News Brief:
No More Secret 'Black Box' Pathology Edits
Published on Tue Feb 01, 2000
The Health Care Financing Administration (HCFA) wants to make all claim edits used by Medicare contractors available to the public in the future.
The federal agencys existing commercial contract includes confidential edits that can confound physicians and coders, resulting in rejected claims and expensive, time-consuming appeals. But as the contract nears its expiration on Oct. 1, 2000, We will seek out contracts that do not contain these [confidentiality] restrictions, says HCFA administrator Nancy-Ann Min DeParle.
The medical communitys dilemma over proprietary edits has its roots in an October 1998 decision by HCFA to implement a commercial data-processing product for Medicare claims that contained 241 black box or proprietary edits, licensed from HBOC/McKesson (producers of ClaimCheck code edit software). HCFA is authorized to use the edits, according to DeParle. However, HCFA does not own the edits and is therefore unable to authorize the release of the edits to the AMA [American Medical Association], general public or Medicare provider community without confidentiality or non-disclosure parameters, she says. In short, the pathology community has been expected to comply with these rules to avoid claim denials, even though they cannot access them.
Secret Codes
Laboratories in particular have been plagued by claim denials based on what appears to be one of these black box edits. Evidently, the HBOC software uses an edit that denies claims reporting code 88300 (surgical pathology, gross examination only) with any of the other surgical pathology codes for gross and microscopic examination (88302-88309), states Ron L. Nelson, PA-C, president of Health Services Associates, a practice management and compliance firm located in Fremont, Mich.
Because these codes are not subject to a published edit from HCFAs Correct Coding Initiative (CCI), it is assumed that the HBOC software is the source of the denials. Apparently the edit presumes that the two codes refer to the same specimen, says Nelson.
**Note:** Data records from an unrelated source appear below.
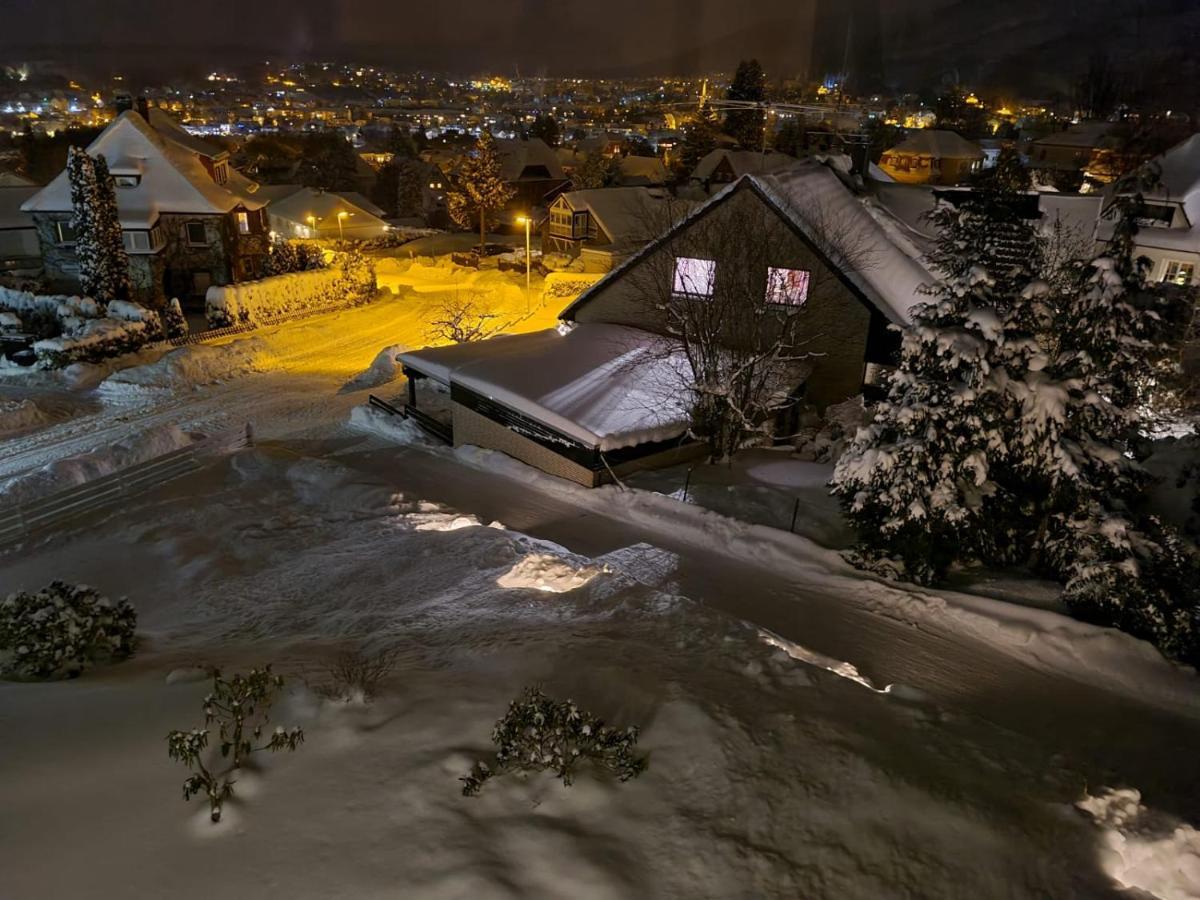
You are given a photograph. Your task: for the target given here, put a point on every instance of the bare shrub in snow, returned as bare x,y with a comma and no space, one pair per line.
539,733
738,319
61,629
239,707
355,676
465,318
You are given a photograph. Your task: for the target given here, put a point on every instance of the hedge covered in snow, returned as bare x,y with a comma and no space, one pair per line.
77,329
63,629
349,280
561,286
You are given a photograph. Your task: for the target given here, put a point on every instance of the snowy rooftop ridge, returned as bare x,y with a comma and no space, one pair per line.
607,387
173,177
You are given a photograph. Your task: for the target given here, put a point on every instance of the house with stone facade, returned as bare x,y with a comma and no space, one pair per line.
189,219
606,393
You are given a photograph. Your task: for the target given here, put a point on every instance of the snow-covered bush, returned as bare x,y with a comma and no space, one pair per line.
826,438
349,280
562,286
240,708
93,340
1141,579
287,257
539,733
61,629
355,676
174,323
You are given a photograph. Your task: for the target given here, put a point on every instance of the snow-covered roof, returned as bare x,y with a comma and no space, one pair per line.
11,201
606,387
299,205
622,213
174,178
743,162
1083,136
939,145
642,171
519,155
880,262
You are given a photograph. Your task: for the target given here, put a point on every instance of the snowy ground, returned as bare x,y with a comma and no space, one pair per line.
811,732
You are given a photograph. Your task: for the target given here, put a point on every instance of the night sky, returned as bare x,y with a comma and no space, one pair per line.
917,40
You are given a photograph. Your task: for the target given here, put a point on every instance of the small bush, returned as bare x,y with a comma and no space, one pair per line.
539,733
355,676
61,630
240,707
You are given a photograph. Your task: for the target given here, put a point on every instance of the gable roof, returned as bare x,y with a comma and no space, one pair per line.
174,178
619,211
940,145
743,162
298,205
875,262
517,155
642,171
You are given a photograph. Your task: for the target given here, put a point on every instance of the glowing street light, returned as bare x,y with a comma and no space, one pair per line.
527,221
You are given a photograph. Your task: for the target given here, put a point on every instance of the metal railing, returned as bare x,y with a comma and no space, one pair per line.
23,520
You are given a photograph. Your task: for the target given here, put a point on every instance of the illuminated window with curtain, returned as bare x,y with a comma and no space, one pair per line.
694,277
787,287
1179,273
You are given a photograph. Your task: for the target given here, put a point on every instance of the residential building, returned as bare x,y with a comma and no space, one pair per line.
19,246
721,168
1170,229
606,391
189,219
306,213
604,225
933,157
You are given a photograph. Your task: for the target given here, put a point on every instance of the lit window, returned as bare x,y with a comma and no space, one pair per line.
65,232
695,277
787,287
1179,273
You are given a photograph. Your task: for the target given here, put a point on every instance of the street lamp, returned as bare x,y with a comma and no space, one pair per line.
527,221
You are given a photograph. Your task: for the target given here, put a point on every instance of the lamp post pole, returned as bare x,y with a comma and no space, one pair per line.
527,265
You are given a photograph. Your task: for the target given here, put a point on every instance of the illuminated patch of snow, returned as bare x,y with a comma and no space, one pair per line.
803,654
1144,851
445,523
549,574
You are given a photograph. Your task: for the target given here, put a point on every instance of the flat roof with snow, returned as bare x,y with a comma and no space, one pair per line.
606,387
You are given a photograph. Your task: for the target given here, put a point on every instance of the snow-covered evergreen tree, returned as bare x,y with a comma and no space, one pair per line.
481,191
114,262
103,264
919,483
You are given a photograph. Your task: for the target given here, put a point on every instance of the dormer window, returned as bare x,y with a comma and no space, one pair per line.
64,233
787,287
195,234
695,277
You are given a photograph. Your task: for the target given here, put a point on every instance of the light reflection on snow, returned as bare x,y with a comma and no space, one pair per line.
549,574
803,654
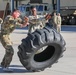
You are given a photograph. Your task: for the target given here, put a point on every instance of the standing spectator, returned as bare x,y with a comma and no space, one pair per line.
54,20
58,22
7,27
35,21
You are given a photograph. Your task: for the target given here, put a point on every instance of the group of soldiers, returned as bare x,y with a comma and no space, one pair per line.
14,20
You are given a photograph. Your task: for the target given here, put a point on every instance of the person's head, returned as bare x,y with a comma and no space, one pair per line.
33,10
16,13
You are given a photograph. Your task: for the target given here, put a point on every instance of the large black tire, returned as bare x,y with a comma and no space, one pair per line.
29,47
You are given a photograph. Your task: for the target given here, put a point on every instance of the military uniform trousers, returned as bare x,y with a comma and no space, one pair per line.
7,44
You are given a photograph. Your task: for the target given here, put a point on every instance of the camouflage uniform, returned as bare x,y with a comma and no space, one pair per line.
7,27
36,22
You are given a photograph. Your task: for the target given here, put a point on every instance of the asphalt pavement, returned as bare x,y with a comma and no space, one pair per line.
65,66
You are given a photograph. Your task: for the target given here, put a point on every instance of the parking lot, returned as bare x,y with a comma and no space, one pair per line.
65,66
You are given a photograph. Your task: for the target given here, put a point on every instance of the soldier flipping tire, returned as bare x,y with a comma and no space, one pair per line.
46,37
This is problematic for labs, which often conduct a gross examination of one specimen, and a gross and microscopic examination of another specimen from the same patient on the same day. These do not always get reimbursed as separate procedures, claims Nelson.
Tips for Pathologists Left Holding the Bag
This leaves pathologists and coders on their own to determine how to handle the problem. For claims with both 88300 and one of the 88302-88309 codes, some practices have decided to submit only the higher code at this time, says Nelson. Other practices are holding entire claims in hopes of a future solution, although this is clearly impractical if such claims are a common occurrence, he adds.